- Ballot harvesting (Alaska, Arkansas, California, Colorado, Connecticut, District of Columbia, Florida, Georgia, Illinois, Indiana, Iowa, Kansas, Kentucky, Louisiana, Maine, Maryland, Minnesota, Montana, Nebraska, New Jersey, North Dakota, Oregon, Pennsylvania, South Carolina, South Dakota, Texas, Virginia and West Virginia all statutorily condone the practice, but from a practical perspective, any State that allows unmonitored ballot drop-boxes is a harvester-friendly State.)
Thanks for your reply with actual issues.
First note these aren't "security waivers" but just election laws in the given states you don't like.
As to ballot harvesting I'm not a particular fan and would be happy to see it eliminated. But the fraud associated with harvesting has more to do with voter suppression than voter fraud. Its a lot easier to canvas ballots from a neighborhood with a known political persuasion then Fahrenheit 451 them than to change votes.
I see no difference between drop boxes and any other method of returning a mail in ballot.
- Unsolicited ballot applications (Eleven States, including Minnesota, Wisconsin, Indiana, Michigan, Ohio, Maryland, Wyoming, South Dakota, Illinois, Nebraska, Rhode Island, Connecticut, Delaware, )
Not something that worries me much at all especially during a pandemic. Systematic fraud on the order than can affect thousands of ballots is extremely unlikely. This is reasonably easy to detect and prosecute as well when the real voter shows up to vote or change their address the police have the address of the person who requested the fraudulent ballot.
- Unsolicited ballots (Vermont, Nevada, District of Columbia, California, New Jersey, Colorado, Hawaii, Utah, Washington, Oregon)
I'm not a huge fan of complete vote by mail elections.

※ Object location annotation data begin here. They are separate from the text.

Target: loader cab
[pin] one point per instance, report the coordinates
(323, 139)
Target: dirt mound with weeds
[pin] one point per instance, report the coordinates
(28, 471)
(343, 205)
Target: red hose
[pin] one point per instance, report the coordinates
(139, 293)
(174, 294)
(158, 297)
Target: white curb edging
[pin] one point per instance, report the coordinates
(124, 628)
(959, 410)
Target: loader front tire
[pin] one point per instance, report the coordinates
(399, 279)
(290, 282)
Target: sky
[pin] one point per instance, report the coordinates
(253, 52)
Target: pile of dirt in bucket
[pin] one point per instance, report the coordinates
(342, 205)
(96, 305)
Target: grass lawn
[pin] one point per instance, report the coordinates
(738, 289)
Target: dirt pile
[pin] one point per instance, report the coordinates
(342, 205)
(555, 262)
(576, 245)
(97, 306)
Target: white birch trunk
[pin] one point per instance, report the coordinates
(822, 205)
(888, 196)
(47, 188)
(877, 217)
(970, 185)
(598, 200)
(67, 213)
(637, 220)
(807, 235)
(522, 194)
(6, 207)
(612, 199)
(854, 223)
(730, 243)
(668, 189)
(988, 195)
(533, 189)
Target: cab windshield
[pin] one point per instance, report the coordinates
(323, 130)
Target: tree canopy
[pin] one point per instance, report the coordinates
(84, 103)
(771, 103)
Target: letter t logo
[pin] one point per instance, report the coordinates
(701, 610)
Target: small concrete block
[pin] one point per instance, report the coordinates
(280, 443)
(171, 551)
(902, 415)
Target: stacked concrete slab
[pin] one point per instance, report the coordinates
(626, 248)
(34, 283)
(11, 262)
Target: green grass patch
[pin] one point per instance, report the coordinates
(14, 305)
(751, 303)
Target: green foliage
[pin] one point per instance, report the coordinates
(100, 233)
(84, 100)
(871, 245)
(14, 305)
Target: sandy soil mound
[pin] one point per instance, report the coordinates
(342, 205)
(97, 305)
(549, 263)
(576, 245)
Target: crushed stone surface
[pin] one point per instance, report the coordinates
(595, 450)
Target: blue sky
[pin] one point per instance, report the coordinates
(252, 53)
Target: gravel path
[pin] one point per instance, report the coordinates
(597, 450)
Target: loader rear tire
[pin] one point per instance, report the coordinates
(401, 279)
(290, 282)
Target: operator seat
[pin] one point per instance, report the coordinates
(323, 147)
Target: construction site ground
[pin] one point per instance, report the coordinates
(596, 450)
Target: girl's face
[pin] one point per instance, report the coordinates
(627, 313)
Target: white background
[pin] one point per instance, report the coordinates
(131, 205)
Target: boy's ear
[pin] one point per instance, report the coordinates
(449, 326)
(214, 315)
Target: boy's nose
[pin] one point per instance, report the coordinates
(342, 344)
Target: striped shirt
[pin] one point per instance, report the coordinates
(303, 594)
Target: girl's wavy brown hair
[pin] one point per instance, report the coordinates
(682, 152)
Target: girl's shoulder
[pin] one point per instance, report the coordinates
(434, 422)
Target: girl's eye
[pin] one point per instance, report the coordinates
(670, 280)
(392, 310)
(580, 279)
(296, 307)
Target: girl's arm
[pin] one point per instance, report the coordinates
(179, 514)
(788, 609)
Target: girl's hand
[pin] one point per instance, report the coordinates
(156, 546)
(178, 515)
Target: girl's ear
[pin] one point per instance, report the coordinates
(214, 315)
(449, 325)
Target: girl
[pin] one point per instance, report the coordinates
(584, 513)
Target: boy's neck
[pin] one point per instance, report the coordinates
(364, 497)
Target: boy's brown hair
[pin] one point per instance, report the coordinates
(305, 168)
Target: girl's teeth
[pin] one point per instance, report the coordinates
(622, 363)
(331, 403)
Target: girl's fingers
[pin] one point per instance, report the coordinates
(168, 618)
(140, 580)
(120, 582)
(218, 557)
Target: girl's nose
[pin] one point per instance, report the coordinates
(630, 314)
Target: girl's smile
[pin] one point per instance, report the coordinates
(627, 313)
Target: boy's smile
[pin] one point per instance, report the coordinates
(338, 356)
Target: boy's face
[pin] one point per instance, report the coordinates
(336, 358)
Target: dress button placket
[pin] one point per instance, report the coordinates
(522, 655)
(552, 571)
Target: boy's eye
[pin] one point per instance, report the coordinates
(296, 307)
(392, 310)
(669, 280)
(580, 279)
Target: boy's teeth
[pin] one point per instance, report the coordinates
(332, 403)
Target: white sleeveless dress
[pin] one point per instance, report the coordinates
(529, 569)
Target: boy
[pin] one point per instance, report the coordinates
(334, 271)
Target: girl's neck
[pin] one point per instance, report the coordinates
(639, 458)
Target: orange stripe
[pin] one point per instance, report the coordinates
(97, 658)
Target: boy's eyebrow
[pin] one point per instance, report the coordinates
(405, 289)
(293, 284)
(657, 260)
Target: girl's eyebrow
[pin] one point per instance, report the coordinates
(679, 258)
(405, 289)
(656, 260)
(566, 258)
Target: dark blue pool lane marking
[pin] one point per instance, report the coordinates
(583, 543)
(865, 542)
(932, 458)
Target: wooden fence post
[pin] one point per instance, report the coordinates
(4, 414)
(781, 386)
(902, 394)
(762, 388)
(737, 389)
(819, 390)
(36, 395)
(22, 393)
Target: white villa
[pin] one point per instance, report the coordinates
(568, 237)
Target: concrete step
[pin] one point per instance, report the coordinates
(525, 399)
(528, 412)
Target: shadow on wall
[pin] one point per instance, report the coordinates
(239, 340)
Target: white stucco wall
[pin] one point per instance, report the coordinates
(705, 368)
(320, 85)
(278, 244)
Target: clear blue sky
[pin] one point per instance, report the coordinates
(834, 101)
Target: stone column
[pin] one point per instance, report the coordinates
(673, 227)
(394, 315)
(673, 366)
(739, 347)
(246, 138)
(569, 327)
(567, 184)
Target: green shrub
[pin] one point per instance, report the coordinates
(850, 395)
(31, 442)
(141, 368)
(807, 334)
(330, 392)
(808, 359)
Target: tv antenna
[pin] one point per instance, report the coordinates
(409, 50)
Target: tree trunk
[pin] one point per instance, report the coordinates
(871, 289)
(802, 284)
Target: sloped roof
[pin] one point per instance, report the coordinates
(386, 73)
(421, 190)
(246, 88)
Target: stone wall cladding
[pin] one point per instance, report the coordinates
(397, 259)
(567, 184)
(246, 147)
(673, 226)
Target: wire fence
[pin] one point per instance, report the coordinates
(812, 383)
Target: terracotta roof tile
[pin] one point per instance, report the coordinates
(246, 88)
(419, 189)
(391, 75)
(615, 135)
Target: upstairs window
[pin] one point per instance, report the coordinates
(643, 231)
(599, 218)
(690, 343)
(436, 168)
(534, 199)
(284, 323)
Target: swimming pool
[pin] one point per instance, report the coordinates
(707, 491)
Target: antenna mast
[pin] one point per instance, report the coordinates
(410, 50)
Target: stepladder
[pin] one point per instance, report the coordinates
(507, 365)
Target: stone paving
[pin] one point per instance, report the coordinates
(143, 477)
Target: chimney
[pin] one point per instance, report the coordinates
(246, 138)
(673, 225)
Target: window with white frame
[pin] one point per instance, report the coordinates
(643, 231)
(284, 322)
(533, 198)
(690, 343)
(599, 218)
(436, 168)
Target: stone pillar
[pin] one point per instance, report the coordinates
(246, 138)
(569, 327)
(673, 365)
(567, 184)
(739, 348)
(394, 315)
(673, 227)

With good data management systems and public education I'm not too worried about wide spread systematic fraud arising from them. However the races where mail in voting can be shady is local elections. Small time operatives could probably run scams to buy votes or ballots. A corrupt sheriff could pressure people to vote for him. Basically just concerns about secrecy being violated in elections. But I can't see any large scale fraud or violations staying hidden or secret for long. But the races without a lot of interest and media attention are less secure.
- Obstructed poll observer accommodation; Pennsylvania, and Michigan, due to local determination authority. I see this is as a blatant violation of civil rights. States are entitled to legislate rules for partisan observers, but not if there will be meaningfully effective partisan observers. (Four States have mandatory Federal election observers; Alaska, California, Louisiana, and New York, which are linked to racial civil rights enforcement. This number is down from thirteen a few years ago.)

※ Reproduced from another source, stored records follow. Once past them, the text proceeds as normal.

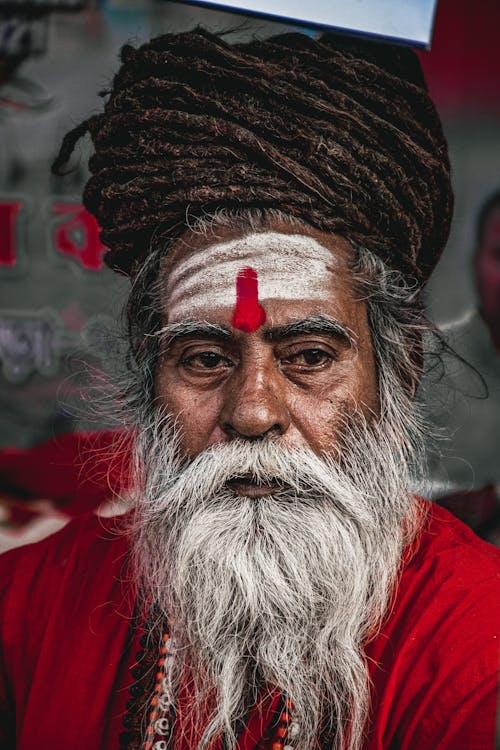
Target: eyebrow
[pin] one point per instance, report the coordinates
(323, 324)
(204, 329)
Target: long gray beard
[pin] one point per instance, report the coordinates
(283, 590)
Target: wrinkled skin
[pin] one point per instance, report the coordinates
(300, 389)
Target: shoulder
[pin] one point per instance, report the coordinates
(435, 661)
(87, 554)
(73, 545)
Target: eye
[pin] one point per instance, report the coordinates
(309, 358)
(206, 361)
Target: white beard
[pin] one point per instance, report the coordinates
(281, 590)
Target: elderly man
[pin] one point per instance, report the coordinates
(278, 206)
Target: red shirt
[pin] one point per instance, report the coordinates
(68, 644)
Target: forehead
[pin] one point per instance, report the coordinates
(289, 266)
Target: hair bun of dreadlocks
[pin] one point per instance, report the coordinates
(339, 133)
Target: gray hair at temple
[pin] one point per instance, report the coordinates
(395, 314)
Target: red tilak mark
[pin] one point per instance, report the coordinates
(248, 314)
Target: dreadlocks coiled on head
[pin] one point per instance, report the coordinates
(338, 133)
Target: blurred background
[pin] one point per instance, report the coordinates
(60, 307)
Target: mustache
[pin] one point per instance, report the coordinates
(299, 473)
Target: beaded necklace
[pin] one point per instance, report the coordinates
(161, 709)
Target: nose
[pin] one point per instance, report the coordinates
(254, 404)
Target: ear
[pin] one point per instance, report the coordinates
(416, 356)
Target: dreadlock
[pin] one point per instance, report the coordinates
(337, 133)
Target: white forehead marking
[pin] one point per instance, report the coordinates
(289, 266)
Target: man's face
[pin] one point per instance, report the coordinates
(299, 374)
(488, 274)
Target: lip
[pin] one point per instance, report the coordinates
(250, 488)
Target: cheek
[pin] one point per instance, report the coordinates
(195, 415)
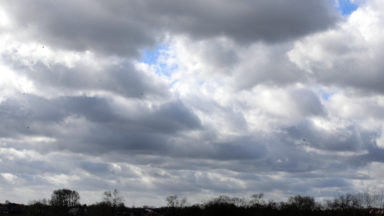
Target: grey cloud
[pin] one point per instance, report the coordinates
(121, 77)
(123, 28)
(349, 138)
(307, 103)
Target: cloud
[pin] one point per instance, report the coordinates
(124, 28)
(346, 56)
(256, 96)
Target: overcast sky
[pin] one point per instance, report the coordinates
(196, 98)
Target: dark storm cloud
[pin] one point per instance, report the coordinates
(125, 27)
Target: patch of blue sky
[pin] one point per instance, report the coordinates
(155, 58)
(346, 7)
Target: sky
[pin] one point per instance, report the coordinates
(194, 98)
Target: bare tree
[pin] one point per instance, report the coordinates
(65, 198)
(174, 201)
(113, 198)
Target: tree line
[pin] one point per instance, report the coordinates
(67, 202)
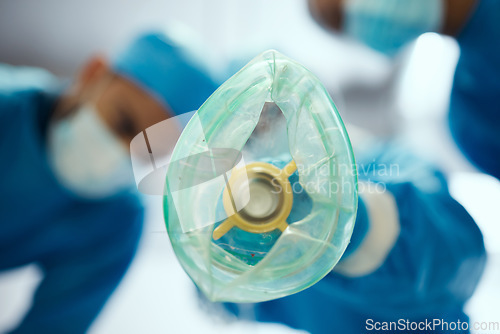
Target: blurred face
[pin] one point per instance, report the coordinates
(124, 107)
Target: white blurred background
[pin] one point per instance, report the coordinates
(406, 98)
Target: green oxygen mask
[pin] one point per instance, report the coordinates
(261, 196)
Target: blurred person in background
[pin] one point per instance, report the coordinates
(67, 195)
(388, 25)
(415, 254)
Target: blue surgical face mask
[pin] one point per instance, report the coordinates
(386, 25)
(86, 157)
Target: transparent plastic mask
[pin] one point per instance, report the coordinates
(261, 194)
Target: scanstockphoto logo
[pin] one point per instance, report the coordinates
(432, 325)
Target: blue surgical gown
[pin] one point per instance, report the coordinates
(429, 273)
(474, 115)
(83, 246)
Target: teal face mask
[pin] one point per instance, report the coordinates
(386, 25)
(261, 192)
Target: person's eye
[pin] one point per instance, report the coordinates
(125, 125)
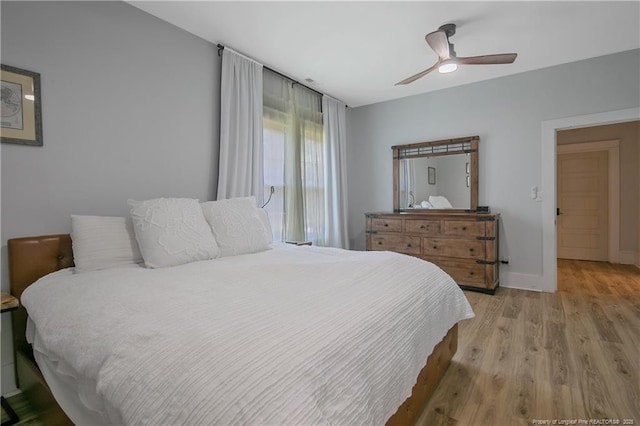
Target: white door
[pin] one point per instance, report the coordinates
(583, 221)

I think this is largely a nothing burger cooked up by Trump to inflame tensions. Many of the operations live streamed the process. Its one thing to try to sneak something past an observer but to put up cameras and live stream your shady activity that takes some nerve.

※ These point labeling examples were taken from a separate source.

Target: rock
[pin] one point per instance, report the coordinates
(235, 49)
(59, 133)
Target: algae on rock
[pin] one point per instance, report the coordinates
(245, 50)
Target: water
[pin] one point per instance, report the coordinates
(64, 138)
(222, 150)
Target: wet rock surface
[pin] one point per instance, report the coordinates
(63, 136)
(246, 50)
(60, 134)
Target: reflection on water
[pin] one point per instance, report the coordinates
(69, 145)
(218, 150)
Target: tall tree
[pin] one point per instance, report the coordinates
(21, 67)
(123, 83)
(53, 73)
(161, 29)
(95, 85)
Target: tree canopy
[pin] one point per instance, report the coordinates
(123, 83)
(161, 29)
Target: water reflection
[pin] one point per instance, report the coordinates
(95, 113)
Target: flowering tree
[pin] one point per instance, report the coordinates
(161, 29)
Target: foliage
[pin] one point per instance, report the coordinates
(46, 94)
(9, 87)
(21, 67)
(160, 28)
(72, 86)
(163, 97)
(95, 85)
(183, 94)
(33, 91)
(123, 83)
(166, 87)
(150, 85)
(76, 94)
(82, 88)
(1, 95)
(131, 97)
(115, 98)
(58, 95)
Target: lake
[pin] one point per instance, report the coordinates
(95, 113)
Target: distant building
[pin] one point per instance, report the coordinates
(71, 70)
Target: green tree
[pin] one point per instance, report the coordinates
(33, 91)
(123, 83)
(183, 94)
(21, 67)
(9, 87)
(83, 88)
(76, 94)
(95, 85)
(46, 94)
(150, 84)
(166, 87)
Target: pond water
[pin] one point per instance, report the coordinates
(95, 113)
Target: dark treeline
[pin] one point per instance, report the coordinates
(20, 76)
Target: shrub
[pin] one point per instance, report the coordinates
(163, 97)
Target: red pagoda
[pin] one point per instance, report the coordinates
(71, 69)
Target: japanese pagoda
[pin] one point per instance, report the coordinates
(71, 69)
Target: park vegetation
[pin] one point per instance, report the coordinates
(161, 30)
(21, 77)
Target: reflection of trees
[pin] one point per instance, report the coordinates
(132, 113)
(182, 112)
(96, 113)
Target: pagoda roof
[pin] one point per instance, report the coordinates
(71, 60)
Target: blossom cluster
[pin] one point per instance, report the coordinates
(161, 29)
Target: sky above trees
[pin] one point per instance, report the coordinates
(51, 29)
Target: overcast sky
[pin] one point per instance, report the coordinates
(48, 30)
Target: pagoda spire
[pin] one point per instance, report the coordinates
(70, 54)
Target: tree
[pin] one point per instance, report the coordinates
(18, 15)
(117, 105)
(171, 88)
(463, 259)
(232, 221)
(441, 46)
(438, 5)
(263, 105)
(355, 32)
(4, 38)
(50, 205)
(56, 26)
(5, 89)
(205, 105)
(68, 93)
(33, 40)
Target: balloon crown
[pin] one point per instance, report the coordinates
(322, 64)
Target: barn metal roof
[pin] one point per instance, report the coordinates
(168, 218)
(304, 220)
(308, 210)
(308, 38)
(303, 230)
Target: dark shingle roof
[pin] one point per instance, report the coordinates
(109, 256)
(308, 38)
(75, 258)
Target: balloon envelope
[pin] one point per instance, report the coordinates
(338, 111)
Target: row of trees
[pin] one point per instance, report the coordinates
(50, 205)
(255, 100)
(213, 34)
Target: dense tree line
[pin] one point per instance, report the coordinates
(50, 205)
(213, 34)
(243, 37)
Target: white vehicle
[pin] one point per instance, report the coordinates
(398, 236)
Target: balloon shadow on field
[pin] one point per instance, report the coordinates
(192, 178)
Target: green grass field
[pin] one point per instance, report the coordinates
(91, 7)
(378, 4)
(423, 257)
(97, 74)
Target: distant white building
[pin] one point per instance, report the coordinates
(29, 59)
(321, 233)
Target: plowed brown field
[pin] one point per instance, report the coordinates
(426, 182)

- Unpurged voter rolls (all states are required to “maintain” voter rolls, but only Wisconsin, Ohio, Kentucky and Georgia made the news for doing it. Even these States do not clear the rolls every election cycle.)
All states maintain voter rolls and remove voters when they get information that they move, die, or otherwise become ineligible to vote. States that make news for purging voter rolls usually are simply removing voters for not having participated in one or more of the previous elections. Depending on the length of inactivity time purging voter rolls can be more about suppressing voters rather than maintaining accurate data.
- Lack of voter identification requirements (California, Illinois, Maine, Maryland, Massachusetts, Minnesota, Nebraska, Nevada, New Jersey, New Mexico, New York, Oregon, Pennsylvania, Vermont, Virginia, Wyoming, and Washington, D.C.)
Again a made up Republican boogey man. People running around all day voting at different polling locations as multiple people is just not a big threat to an election.
My preferences for voting are as follows.
To make voting easy we should have:
1) Nation wide month long early voting.
2) Election day is a national holiday.
3) Mobile early voting locations that can go to places like retirement homes where people may be less able to travel.
To make voting secure we should have:
1) Hand marked paper ballots.
2) Votes should be counted by scanning machines at the polling place.
3) All votes should then be rescanned by a separate air gapped system as an automatic recount of every race.
4) Risk limiting audits on individual machines.
5) Voting in person should be the norm. (Pandemic is an exception)
6) Any and all voting software should be opensource.